Study: High risk for Earthquake and Tsunami in Caribbean

The shaking hazard from the scenario earthquake is limited to Guadeloupe.
The shaking hazard from the scenario earthquake is predominantly limited to Guadeloupe, though other islands could be affected.
Credits: USGS

USGS and French researchers studying the plate boundary in the Lesser Antilles region—the area where 20 of the 26 Caribbean islands are located—estimate that enough unreleased strain may have accumulated offshore of Guadeloupe to potentially create a magnitude 8.0-8.4 earthquake, as USGS announced on its website. The paper was recently published in the Geophysical Journal International.

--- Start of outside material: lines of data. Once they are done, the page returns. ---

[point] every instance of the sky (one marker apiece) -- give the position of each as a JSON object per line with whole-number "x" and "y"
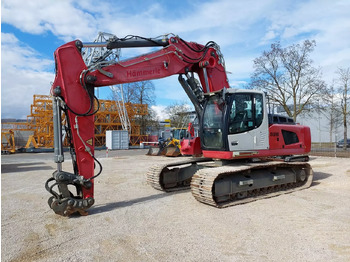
{"x": 32, "y": 30}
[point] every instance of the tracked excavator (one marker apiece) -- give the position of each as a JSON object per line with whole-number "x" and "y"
{"x": 245, "y": 156}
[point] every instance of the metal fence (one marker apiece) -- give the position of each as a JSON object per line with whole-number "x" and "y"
{"x": 329, "y": 149}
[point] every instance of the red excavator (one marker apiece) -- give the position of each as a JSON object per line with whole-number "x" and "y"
{"x": 246, "y": 155}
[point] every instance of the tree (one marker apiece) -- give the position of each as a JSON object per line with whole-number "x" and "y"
{"x": 343, "y": 82}
{"x": 330, "y": 109}
{"x": 288, "y": 76}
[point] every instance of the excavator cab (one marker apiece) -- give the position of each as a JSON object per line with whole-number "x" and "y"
{"x": 235, "y": 120}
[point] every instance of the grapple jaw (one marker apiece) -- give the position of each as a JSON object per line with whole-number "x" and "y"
{"x": 64, "y": 202}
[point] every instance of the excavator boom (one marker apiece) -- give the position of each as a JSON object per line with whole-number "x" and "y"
{"x": 233, "y": 124}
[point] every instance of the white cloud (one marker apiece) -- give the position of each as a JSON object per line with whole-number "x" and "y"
{"x": 242, "y": 29}
{"x": 24, "y": 73}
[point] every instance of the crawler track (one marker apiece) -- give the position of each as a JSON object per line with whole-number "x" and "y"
{"x": 203, "y": 183}
{"x": 205, "y": 179}
{"x": 158, "y": 174}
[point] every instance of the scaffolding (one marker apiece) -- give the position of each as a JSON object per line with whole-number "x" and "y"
{"x": 107, "y": 118}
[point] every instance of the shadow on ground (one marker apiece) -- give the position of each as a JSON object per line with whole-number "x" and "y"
{"x": 115, "y": 205}
{"x": 318, "y": 176}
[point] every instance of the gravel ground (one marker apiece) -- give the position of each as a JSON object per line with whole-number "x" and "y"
{"x": 131, "y": 221}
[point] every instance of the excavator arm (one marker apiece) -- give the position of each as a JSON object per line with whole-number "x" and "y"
{"x": 73, "y": 95}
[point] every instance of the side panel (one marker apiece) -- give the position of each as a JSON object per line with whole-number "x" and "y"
{"x": 69, "y": 66}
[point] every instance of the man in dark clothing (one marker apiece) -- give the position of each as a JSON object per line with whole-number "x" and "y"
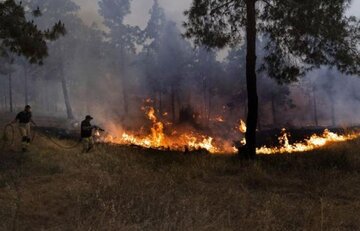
{"x": 24, "y": 119}
{"x": 86, "y": 134}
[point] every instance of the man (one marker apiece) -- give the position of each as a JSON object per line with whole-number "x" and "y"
{"x": 86, "y": 134}
{"x": 24, "y": 119}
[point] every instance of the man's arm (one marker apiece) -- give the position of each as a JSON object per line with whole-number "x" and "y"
{"x": 32, "y": 121}
{"x": 15, "y": 120}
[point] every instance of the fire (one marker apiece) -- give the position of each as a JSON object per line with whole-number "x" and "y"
{"x": 157, "y": 139}
{"x": 191, "y": 141}
{"x": 242, "y": 126}
{"x": 314, "y": 142}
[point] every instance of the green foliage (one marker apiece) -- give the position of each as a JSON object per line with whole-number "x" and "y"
{"x": 22, "y": 37}
{"x": 301, "y": 35}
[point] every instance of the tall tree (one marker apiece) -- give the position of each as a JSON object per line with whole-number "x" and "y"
{"x": 302, "y": 35}
{"x": 154, "y": 33}
{"x": 61, "y": 51}
{"x": 22, "y": 37}
{"x": 122, "y": 40}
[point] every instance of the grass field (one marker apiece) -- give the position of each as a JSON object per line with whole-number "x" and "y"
{"x": 125, "y": 188}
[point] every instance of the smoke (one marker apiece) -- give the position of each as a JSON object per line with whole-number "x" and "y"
{"x": 190, "y": 88}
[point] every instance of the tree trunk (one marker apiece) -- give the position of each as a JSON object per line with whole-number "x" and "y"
{"x": 333, "y": 119}
{"x": 209, "y": 105}
{"x": 172, "y": 100}
{"x": 251, "y": 83}
{"x": 316, "y": 120}
{"x": 10, "y": 94}
{"x": 273, "y": 110}
{"x": 26, "y": 90}
{"x": 69, "y": 111}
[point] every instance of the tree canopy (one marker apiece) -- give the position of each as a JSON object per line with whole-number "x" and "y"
{"x": 21, "y": 36}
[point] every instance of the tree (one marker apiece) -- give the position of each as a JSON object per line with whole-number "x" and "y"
{"x": 22, "y": 37}
{"x": 150, "y": 54}
{"x": 122, "y": 40}
{"x": 301, "y": 34}
{"x": 61, "y": 51}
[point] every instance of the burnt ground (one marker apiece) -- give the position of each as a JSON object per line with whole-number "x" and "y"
{"x": 127, "y": 188}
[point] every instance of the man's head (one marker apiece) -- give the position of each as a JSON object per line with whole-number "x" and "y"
{"x": 88, "y": 118}
{"x": 28, "y": 108}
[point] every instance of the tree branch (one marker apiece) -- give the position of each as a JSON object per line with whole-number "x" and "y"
{"x": 221, "y": 6}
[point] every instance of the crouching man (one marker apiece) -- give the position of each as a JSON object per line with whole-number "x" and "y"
{"x": 24, "y": 119}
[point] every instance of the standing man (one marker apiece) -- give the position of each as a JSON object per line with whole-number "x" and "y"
{"x": 24, "y": 119}
{"x": 86, "y": 134}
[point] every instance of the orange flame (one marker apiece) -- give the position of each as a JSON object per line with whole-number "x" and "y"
{"x": 314, "y": 142}
{"x": 191, "y": 141}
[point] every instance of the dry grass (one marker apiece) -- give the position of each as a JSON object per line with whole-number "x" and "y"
{"x": 119, "y": 188}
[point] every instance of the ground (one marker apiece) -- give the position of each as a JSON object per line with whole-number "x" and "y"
{"x": 126, "y": 188}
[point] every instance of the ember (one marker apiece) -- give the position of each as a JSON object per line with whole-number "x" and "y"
{"x": 192, "y": 141}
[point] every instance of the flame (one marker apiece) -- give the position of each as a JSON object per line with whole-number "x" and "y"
{"x": 242, "y": 126}
{"x": 157, "y": 139}
{"x": 314, "y": 142}
{"x": 190, "y": 141}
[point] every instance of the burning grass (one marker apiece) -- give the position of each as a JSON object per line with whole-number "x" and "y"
{"x": 190, "y": 140}
{"x": 124, "y": 188}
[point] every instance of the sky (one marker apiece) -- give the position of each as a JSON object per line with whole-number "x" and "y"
{"x": 140, "y": 10}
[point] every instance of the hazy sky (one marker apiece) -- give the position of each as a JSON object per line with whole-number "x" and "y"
{"x": 140, "y": 10}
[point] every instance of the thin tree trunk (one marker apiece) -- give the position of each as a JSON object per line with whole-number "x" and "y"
{"x": 69, "y": 111}
{"x": 10, "y": 94}
{"x": 316, "y": 120}
{"x": 172, "y": 95}
{"x": 26, "y": 90}
{"x": 333, "y": 119}
{"x": 251, "y": 82}
{"x": 273, "y": 110}
{"x": 209, "y": 105}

This is especially critical since there is low awareness of the elevated earthquake risk in this region. "Perception that a mega quake can occur in the Caribbean is low because none have been observed over the past century, and the rate at which the tectonic plates converge is fairly slow," said USGS scientist Gavin Hayes, lead author of the paper. "Nevertheless, we show that enough unreleased strain may have accumulated on the subduction zone since the 19th century to generate a mega quake in the future."

Based on historic strain release computations and previous research, the research team modeled several scenario earthquakes in the 7.5-8.5 magnitude range, using a variety of potential earthquake rupture areas and utilizing the USGS ShakeMap and PAGER software packages. Strong ground shaking during the scenario earthquake would likely cause loss of life and costly damages.